0
Yorum
0
Beğeni
5,0
Puan
1764
Okunma

uğuldayan yalnızlıklarla giderdin
hiç anlamazdım hangimiz yalnız, hangimiz bir parça eksik
sen ne vakit tamamlansan eksilirdin..
senden kurtulmak için yalnızlığımı karanlığına asıyorum..
ince sazlar çalardı bu meyhanelerin birinde
üçbeş sarhoş senden konuşurlardı
seni nereden tanıdıklarını anlamazdım
yalnızlıkların çığ gibi büyüdüğü bir zamandı
koynunda tanımadığım adamlar vardı, çıplaktın..

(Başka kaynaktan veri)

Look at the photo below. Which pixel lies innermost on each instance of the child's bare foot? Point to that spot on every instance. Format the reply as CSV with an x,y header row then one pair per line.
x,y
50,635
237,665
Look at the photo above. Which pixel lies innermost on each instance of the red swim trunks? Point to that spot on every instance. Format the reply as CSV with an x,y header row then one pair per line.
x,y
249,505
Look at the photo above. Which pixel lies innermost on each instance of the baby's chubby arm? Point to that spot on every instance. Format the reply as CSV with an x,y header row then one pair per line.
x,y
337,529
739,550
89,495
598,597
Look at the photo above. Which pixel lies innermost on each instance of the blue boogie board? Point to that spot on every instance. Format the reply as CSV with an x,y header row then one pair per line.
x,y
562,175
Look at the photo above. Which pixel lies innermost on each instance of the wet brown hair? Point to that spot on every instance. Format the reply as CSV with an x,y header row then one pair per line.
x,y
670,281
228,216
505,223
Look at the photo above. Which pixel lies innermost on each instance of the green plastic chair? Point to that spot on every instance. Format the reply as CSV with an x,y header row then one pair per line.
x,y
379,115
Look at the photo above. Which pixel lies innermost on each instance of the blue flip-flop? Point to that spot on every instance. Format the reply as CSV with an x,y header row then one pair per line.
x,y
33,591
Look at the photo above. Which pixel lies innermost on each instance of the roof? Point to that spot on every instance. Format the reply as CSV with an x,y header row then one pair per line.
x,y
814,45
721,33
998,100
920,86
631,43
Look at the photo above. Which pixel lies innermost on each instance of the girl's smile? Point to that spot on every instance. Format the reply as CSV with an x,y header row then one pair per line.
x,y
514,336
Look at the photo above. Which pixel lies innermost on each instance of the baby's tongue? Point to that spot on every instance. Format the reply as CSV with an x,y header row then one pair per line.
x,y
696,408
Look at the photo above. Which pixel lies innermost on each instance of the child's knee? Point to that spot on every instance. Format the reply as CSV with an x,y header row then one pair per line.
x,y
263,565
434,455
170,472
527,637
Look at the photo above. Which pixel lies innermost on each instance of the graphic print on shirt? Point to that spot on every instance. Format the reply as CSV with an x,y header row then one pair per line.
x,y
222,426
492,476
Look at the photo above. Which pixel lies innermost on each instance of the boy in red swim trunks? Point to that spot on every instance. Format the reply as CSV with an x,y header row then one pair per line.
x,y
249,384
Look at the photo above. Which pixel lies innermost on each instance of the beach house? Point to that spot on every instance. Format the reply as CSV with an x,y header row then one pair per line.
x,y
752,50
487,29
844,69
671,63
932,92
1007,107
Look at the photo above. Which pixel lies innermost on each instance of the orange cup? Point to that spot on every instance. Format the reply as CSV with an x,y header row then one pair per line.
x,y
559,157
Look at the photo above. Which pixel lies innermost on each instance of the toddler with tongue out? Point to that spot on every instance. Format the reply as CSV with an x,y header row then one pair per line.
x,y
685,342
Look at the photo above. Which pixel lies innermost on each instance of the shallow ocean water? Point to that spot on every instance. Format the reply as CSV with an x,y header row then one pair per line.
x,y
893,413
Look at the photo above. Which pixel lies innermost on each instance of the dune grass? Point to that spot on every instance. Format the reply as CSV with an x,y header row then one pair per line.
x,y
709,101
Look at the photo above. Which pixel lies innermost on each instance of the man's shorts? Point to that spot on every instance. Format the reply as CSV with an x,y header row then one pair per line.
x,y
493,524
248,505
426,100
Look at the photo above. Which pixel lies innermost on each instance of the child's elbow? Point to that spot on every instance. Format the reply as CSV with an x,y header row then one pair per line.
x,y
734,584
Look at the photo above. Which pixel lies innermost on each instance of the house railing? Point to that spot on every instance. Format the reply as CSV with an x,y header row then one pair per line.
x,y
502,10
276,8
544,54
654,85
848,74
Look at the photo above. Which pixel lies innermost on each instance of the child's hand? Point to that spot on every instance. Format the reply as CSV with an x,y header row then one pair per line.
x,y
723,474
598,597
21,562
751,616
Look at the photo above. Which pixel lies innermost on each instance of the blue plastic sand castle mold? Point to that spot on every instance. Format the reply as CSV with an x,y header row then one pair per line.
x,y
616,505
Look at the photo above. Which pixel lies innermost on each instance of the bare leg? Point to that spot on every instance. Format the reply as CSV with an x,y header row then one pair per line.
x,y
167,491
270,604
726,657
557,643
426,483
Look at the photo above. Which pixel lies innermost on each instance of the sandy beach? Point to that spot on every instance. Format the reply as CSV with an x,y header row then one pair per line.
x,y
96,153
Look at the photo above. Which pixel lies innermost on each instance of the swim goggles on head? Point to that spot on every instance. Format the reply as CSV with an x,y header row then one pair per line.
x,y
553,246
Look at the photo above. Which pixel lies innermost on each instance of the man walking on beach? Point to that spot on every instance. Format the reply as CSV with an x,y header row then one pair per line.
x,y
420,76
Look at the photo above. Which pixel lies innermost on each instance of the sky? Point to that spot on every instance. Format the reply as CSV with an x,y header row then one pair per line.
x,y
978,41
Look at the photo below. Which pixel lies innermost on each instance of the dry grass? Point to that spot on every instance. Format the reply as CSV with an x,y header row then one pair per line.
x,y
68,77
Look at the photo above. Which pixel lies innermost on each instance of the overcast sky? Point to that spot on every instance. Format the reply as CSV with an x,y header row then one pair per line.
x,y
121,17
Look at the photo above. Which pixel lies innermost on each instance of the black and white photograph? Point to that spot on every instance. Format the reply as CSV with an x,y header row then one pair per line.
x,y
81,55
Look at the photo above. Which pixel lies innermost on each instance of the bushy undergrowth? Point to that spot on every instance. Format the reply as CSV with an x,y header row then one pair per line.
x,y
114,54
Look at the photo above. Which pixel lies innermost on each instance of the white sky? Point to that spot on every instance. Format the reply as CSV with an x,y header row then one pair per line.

en şuh elbiselerini benim için giyeceksin..
benim şairliğim
terkedilmiş bir kentin arka sokaklarında doğurur seni
fahişeler birbirine küfür gibi bakar
bir varmış bir yokmuş diye başlar bütün eski maceralar
ıssız bir ülkede bilmediğin masal kahramanları yaşar
sana onlardan selam getiriyorum..
çarmıhta bir isa gibi acı çekiyorum..
şimdi değil mi ki sonbahar mevsimi
yüreğine as dökülen yapraklarımı
değil mi sabah vakti
sana çarpılıp sana bölünen parçalarımı topla
ve değil mi ki izbe bir köşede can verme olasılığı
bu olasılığı kuvvetlendiren ruhi sallantılar
yeryüzü
gökyüzü
bütün evren..
sen..
haydi..
tükür yüzüme..
5.0
100% (1)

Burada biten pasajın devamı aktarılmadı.